De vilains volatiles ont envahi votre grenier? Appelez Gilles Cormier, alias Capitaine Pigeon.
![]() |
On m’appelle Capitaine Pigeon. Ma job, c’est de déloger les oiseaux qui se cachent dans les bâtiments et d’empêcher qu’ils reviennent.
Les pigeons et les étourneaux sont les principales espèces auxquelles j’ai affaire. Pour se reproduire, ils s’abritent des intempéries dans les corniches et les greniers, les systèmes de ventilation, les toitures des gratte-ciel ou encore les clochers d’église.

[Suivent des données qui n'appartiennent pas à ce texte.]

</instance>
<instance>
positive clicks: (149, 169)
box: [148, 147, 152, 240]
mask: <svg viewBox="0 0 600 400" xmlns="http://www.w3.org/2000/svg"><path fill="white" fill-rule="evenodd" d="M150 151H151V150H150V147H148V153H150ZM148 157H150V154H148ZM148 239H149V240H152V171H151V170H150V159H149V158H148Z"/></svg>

Ils peuvent être très nuisibles. Les étourneaux, par exemple, peuvent obstruer les sorties d’air des sécheuses ou des cuisinières. Tandis que les pigeons de ville, qui se nourrissent surtout d’ordures, transportent un paquet de maladies. En plus, toutes sortes d’insectes comme les larves et les chenilles se forment dans leurs fientes. Celles-ci sont tellement acides qu’elles peuvent perforer une toiture en tôle, endommager le marbre et même la pierre.

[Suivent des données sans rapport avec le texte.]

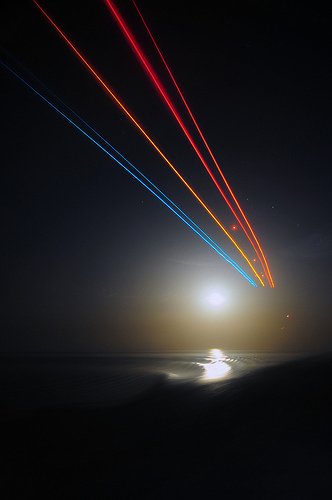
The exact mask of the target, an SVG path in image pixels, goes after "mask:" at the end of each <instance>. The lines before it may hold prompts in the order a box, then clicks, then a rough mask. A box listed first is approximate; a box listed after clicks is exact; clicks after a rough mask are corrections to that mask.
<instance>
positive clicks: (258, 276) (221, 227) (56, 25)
mask: <svg viewBox="0 0 332 500" xmlns="http://www.w3.org/2000/svg"><path fill="white" fill-rule="evenodd" d="M32 1H33V3H34V4H35V5H36V6H37V7H38V9H39V10H40V12H41V13H42V14H43V16H44V17H45V18H46V19H47V20H48V21H49V22H50V24H51V25H52V26H53V27H54V28H55V29H56V31H57V32H58V33H59V35H60V36H61V37H62V38H63V39H64V40H65V42H66V43H67V45H68V46H69V47H70V48H71V49H72V51H73V52H74V54H76V56H77V57H78V59H80V60H81V61H82V63H83V64H84V65H85V67H86V68H88V70H89V71H90V73H91V74H92V75H93V76H94V78H95V79H96V80H97V82H99V84H100V85H101V86H102V87H103V88H104V89H105V90H106V92H107V93H108V94H109V95H110V96H111V97H112V99H113V100H114V101H115V102H116V103H117V105H118V106H119V107H120V109H121V110H122V111H123V113H124V114H125V115H126V116H127V117H128V118H129V119H130V120H131V121H132V122H133V123H134V125H135V126H136V127H137V128H138V130H139V131H140V132H141V134H142V135H143V136H144V137H145V138H146V139H147V141H148V142H149V143H150V144H151V146H152V147H153V148H154V149H155V150H156V151H157V152H158V154H159V155H160V156H161V157H162V158H163V160H164V161H165V162H166V163H167V165H168V166H169V167H170V168H171V169H172V170H173V172H174V173H175V174H176V175H177V177H178V178H179V179H180V180H181V182H182V183H183V184H184V185H185V186H186V187H187V189H188V190H189V191H190V192H191V194H192V195H193V196H194V197H195V198H196V200H197V201H198V202H199V203H200V205H201V206H202V207H203V208H204V210H205V211H206V212H207V213H208V214H209V215H210V217H211V218H212V219H213V220H214V222H215V223H216V224H217V225H218V226H219V227H220V229H221V230H222V231H223V232H224V233H225V235H226V236H227V237H228V238H229V239H230V241H231V242H232V243H233V245H234V246H235V247H236V249H237V250H238V251H239V253H240V254H241V255H242V257H243V258H244V260H245V261H246V262H247V264H248V266H249V267H250V269H251V270H252V271H253V273H254V275H255V276H256V278H257V279H258V281H259V282H260V284H261V285H262V286H263V287H264V286H265V284H264V282H263V280H262V278H261V277H260V275H259V274H258V273H257V271H256V269H255V268H254V267H253V265H252V263H251V262H250V260H249V258H248V257H247V255H246V254H245V253H244V252H243V250H242V249H241V248H240V246H239V245H238V244H237V242H236V241H235V240H234V238H232V236H231V235H230V234H229V232H228V231H227V230H226V228H225V227H224V226H223V225H222V223H221V222H220V220H219V219H218V218H217V217H216V216H215V215H214V213H213V212H212V211H211V210H210V209H209V207H208V206H207V205H206V204H205V203H204V201H203V200H202V199H201V198H200V196H199V195H198V194H197V193H196V191H195V190H194V189H193V188H192V187H191V186H190V184H188V182H187V181H186V180H185V179H184V177H182V175H181V174H180V172H179V171H178V170H177V169H176V168H175V167H174V165H173V164H172V163H171V162H170V160H169V159H168V158H167V157H166V156H165V154H164V153H163V152H162V151H161V149H160V148H159V147H158V146H157V144H156V143H155V142H154V141H153V140H152V139H151V137H150V136H149V135H148V133H147V132H146V131H145V130H144V129H143V127H142V126H141V125H140V124H139V123H138V121H137V120H136V119H135V118H134V116H133V115H132V114H131V113H130V112H129V111H128V109H127V108H126V107H125V106H124V104H123V103H122V102H121V101H120V99H119V98H118V97H117V96H116V94H115V93H114V91H113V90H112V89H111V88H110V86H109V85H108V84H107V83H106V82H105V81H104V80H103V79H102V77H101V76H100V75H99V74H98V73H97V71H96V70H95V69H94V68H93V67H92V66H91V64H90V63H89V62H88V61H87V60H86V59H85V57H84V56H83V55H82V54H81V52H80V51H79V50H78V49H77V48H76V47H75V46H74V44H73V43H72V42H71V41H70V40H69V38H68V37H67V36H66V35H65V34H64V33H63V31H62V30H61V29H60V28H59V27H58V26H57V24H56V23H55V22H54V21H53V19H52V18H51V17H50V16H49V15H48V14H47V12H46V11H45V10H44V9H43V8H42V7H41V6H40V5H39V4H38V2H37V1H36V0H32Z"/></svg>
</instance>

Le pigeon femelle commence à pondre à l’âge de trois mois, à raison d’au moins deux œufs quatre fois par année. Quelqu’un qui a un couple de pigeons dans son grenier peut facilement se retrouver avec 30 bestioles au bout d’un an. Un seul petit nid peut donc dégénérer en un gros problème!
Première étape d’une intervention : nettoyer les lieux. C’est la pire partie de la job. J’ai déjà lavé un corridor étroit entre deux bâtiments où il y avait un mètre et demi d’excréments! Comme ce sont des substances cancérigènes, je m’habille comme un scaphandrier avec un masque, en plus de porter un lourd attirail composé d’aspirateurs, de pelles et de désinfectants toxiques.

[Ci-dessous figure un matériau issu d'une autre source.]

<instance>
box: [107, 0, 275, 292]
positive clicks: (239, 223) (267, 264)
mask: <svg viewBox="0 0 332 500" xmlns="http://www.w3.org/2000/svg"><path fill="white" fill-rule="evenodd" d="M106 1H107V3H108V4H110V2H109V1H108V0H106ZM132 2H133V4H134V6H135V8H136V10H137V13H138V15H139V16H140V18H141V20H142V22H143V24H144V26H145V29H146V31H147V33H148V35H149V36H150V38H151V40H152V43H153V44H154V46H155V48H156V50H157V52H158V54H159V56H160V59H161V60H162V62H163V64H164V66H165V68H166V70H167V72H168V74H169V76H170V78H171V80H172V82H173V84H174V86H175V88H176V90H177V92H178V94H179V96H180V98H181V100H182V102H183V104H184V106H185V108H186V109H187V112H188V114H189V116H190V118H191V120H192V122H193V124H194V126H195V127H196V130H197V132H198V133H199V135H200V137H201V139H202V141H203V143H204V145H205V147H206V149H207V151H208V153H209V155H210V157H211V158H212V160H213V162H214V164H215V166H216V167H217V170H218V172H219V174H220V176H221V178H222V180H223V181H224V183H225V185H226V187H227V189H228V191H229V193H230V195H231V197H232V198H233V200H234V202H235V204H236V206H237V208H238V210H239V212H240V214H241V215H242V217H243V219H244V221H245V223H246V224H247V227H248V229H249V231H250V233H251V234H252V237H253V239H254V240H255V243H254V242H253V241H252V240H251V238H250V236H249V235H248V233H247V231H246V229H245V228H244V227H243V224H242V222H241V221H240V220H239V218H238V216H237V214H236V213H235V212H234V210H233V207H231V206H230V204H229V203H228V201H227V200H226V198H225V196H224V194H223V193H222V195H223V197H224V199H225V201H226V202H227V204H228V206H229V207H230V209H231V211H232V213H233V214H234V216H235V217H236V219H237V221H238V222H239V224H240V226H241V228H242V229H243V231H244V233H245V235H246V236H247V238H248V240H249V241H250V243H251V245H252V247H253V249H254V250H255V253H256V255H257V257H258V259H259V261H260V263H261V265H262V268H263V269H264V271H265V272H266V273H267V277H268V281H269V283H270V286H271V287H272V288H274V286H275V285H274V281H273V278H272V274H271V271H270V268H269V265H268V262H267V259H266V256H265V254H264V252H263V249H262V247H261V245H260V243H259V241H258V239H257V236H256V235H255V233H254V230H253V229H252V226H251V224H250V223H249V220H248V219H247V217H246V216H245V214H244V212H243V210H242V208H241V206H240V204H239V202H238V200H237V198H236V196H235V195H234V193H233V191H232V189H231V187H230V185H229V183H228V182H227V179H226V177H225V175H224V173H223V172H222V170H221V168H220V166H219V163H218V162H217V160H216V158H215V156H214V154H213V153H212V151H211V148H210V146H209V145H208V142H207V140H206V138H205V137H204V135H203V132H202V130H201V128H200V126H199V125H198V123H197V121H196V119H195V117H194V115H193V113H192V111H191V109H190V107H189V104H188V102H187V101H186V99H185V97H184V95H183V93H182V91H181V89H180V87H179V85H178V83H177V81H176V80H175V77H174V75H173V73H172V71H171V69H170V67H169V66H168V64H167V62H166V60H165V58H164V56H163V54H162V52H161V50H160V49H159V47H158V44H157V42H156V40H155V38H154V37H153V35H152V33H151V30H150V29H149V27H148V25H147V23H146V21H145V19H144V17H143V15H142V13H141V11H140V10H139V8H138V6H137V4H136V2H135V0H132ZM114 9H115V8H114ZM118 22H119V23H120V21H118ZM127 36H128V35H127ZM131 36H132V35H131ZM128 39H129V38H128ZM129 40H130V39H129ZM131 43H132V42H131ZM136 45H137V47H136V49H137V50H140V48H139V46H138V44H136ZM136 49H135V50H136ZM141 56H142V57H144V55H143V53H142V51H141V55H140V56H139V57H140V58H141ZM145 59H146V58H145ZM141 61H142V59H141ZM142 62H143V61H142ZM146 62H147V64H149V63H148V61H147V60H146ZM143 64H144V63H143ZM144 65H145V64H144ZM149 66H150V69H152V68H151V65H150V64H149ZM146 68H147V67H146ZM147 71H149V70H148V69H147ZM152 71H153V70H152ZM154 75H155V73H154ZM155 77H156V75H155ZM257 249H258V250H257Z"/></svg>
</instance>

Ensuite, je me débarrasse des nids et des œufs et j’installe le système de contrôle pour éviter que les bêtes reviennent. Selon le type d’oiseau et le bâtiment, j’utilise différents dispositifs : des fils électriques pour le rebord des corniches, des filets pour bloquer l’accès aux greniers, des pics pour les empêcher de se percher. Selon l’ampleur du problème, ce travail peut prendre de deux jours à un mois.
Les systèmes que j’utilise couramment ne blessent pas les oiseaux, même les fils électriques (ils ne donnent qu’une petite décharge à pulsations de 110 volts). Mais quand ces méthodes ne produisent pas de résultat, je dois recourir à la trappe avec des cages. Je n’ai alors pas le choix de procéder à l’extermination, même si c’est déplaisant : j’aurais beau amener un pigeon à 100 kilomètres de son nid, il y reviendrait en une semaine.
Le contrôle des oiseaux se fait 12 mois par année, principalement dans des édifices commerciaux. Pour faire ce travail, il faut être minutieux et ne pas craindre les hauteurs. J’ai déjà passé une demi-heure suspendu la tête en bas dans un cadre de fenêtre au sixième étage afin de tendre un filet.
Après 12 ans à exercer ce métier, je commence à connaître les habitudes des oiseaux. Je préfère les oiseaux de campagne comme les geais bleus, mais j’aime bien les pigeons et les étourneaux. Ils me donnent du travail!